In 1866 Juan Montalvo testified to his own bitterness: “The most civilized peoples, those whose intelligence has taken flight to the heavens and whose practices are guided by morality, do not renounce war: their breasts are ever burning, their zealous heart leaps with the impulse for extermination.” And later: “The peace of Europe is not the peace of Jesus Christ, no: the peace of Europe is the peace of France and England, lack of confidence, mutual fear, threat; the one has armies sufficient to dominate the world, and only for that believes in peace; the other extends itself over the seas, controls every strait, rules the most important fortresses on earth, and only for that believes in peace.”

Exits from the Labyrinth

If knowledge – or ignorance – is demonstrated by speaking, wisdom is the superior state in which a man or a woman learns to listen. As Eduardo Galeano rightly recommended to the powerful of the world, the ruler’s job should be to listen more and speak less. Although only a rhetorical recommendation – in the sense that it is useless to give advice to those who will not listen – this remains an irrefutable principle for any democrat. But the discourses of the mass media and of the states, designed for creating soldiers, are only concerned with disciplining according to their own rules. Their struggle is the consolidation of ideological meaning in a colonized language divorced from the everyday reality of the speaker: their language is terribly creative of a terrible reality, almost always through abuse of the paradox and the oxymoron – as one might view the very notion of “communication media.” It is the autistic symptom of our societies that day after day they sink further into the culture of hate. It is information and it is deformation.

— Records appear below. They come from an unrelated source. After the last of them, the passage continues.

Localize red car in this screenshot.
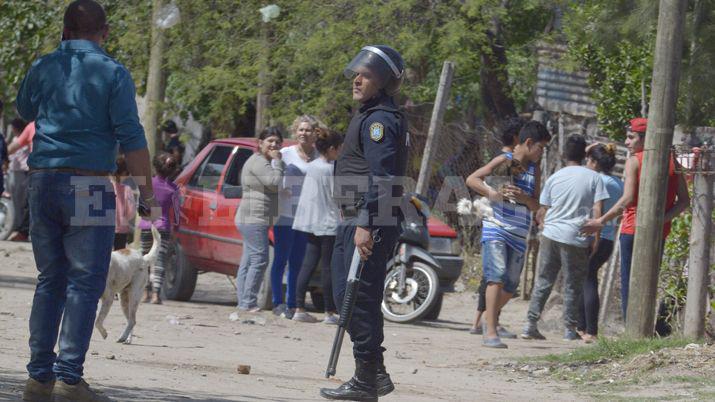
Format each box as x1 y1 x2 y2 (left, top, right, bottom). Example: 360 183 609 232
164 138 463 311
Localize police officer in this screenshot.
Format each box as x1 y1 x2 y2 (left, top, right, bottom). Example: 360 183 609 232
320 46 408 401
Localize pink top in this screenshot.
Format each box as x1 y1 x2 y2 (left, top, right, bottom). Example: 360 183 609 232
9 122 35 171
16 121 35 149
138 175 179 232
113 181 136 234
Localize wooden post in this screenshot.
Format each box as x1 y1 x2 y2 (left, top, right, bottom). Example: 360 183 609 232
626 0 688 338
684 149 713 338
143 0 167 157
254 22 271 136
416 61 455 196
557 115 565 170
599 233 621 325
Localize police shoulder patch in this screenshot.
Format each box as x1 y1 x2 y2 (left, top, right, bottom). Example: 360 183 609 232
369 122 384 142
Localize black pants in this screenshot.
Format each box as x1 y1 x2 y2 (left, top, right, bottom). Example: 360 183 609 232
577 239 614 335
476 276 487 312
331 218 398 362
296 233 337 312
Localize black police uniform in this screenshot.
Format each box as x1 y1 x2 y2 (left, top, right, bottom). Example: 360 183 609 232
331 92 408 363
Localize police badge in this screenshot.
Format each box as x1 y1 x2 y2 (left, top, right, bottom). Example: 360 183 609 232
369 122 384 142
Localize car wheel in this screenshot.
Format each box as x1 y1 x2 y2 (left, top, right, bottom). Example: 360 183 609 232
0 197 15 241
256 245 275 310
164 241 197 301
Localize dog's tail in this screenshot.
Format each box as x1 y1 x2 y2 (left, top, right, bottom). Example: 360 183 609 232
143 225 162 265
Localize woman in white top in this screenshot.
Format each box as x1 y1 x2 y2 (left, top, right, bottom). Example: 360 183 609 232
270 115 321 318
292 128 343 323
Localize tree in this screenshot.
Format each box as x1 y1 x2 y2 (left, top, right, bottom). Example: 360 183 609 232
0 0 61 114
562 0 715 139
1 0 556 137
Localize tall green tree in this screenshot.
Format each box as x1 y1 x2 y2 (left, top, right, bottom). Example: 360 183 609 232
562 0 715 139
0 0 61 113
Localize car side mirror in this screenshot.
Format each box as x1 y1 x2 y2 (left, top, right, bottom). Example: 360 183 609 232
222 185 243 199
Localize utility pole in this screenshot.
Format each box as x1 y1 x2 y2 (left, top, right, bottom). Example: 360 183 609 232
416 61 455 196
626 0 688 338
254 25 270 136
143 0 167 157
684 149 713 339
255 5 280 136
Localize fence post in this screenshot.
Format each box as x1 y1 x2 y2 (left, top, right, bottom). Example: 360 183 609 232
684 148 713 338
416 61 455 196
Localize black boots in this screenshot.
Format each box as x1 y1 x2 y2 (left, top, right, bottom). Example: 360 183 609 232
320 359 379 401
376 358 395 397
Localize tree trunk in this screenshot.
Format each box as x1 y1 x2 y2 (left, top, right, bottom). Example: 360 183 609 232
144 0 167 157
479 5 517 131
254 22 272 136
626 0 687 338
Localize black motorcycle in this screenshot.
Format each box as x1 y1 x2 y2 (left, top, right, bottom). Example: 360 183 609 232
381 193 442 323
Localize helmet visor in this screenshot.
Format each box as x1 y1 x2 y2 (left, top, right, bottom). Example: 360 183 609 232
343 49 394 88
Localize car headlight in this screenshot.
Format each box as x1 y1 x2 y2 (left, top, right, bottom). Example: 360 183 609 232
428 237 461 255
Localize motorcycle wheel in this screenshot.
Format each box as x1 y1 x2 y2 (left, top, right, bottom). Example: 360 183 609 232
0 197 15 241
382 261 439 323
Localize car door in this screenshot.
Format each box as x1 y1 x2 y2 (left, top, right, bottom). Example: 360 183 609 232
211 147 255 274
178 144 234 267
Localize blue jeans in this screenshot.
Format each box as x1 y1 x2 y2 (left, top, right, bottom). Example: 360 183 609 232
235 223 270 310
482 240 525 294
270 216 307 308
26 172 115 385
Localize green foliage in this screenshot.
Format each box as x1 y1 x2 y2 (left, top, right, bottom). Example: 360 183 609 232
662 182 715 330
103 0 153 93
163 0 554 135
536 336 693 365
562 1 655 140
0 0 553 136
569 41 652 140
0 0 61 110
563 0 715 136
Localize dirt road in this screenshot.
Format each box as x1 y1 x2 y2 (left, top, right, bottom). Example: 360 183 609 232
0 241 583 401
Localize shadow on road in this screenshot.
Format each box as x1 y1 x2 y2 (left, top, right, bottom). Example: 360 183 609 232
0 369 302 401
0 273 37 290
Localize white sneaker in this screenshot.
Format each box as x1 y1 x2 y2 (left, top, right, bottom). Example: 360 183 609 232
322 314 339 325
292 311 319 323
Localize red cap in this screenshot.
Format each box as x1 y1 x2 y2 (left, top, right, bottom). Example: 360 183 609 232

In many previous essays, I have departed from and arrived at two presuppositions that seem contradictory. The first: it is not true that history never repeats itself; it always repeats itself; it is only appearances that are not repeated. The second precept, at least four hundred years old: history progresses. That is to say, humanity learns from past experience and in the process overcomes itself. Both human realities have always battled each other. If the human race rememberd better and were less hypocritical, if it had greater awareness of its importance and were more rebellious against its false impotence, if instead of accepting the artificial fatalism of Clash of Civilizations it were to recognize the urgency of a Dialogue of Cultures, this battle would not sow the fields with corpses and nations with hate. The process of history, from its economic roots, is determined by and cannot be contradictory to the interests of humanity. What remains to be known is only how and when. If we accompany it with the new awareness demanded by posterity, we will not only advance a perhaps inevitable process; above all we will avoid more pain and the spilling of blood and death that has tinged the world hate-red in this greatest crisis of history.

© Jorge Majfud

The University of Georgia, November 2006.